Top Leader Among Four Killed in Indian-Held Kashmir
SRINAGAR, India, Aug 30 (News Agencies) - Indian security forces have shot dead four Muslim combatants in Kashmir, including a commander of the Lashkar-e-Taiba group, an army spokesman said Thursday.
Local commander Abu Hamza was killed at Charkut, about 100 kilometers (62 miles) north of the state's summer capital Srinagar, he said.
The spokesman said Hamza was originally from Pakistan-administered Kashmir and had carried out many attacks on Indian security forces.
Another Kashmiri fighter was shot dead after he crossed over the Line of Control - the de facto border that divides Kashmir between India and Pakistan - into the Indian side in the northern district of Baramulla.
Two more Kashmiris have been killed in Budgam and Baramulla districts since Wednesday evening, the army spokesman said.
Indian forces in Kashmir have killed a total of 1,059 Muslim fighters from the beginning of the year to August 15th, and 605 of those were from Pakistan or other Muslim countries, he said.
A defense spokesman said Pakistan had intensified shelling in the Baramulla district in the past 24 hours.
"Pakistani troops have been resorting to artillery firing on Indian positions since Wednesday," the spokesman said.
"Their aim is to push in more and more militants ahead of heavy snowfall which cuts off the passes through which they enter India," he added.
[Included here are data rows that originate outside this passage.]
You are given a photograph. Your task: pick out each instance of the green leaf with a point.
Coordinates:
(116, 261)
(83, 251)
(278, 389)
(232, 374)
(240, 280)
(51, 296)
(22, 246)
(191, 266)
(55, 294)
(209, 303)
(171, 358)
The conflict in Kashmir has claimed at least 35,000 lives since 1989.
India and Pakistan have fought three wars, two of them over Kashmir, since independence from Britain in 1947.
New Delhi accuses Pakistan of aiding and abetting "cross-border terrorism" in Kashmir by giving training and arms to Kashmiris seeking self-determination.
Islamabad rejects the allegation, saying it only extends "moral and diplomatic" support to those who are fighting an "indigenous war of independence".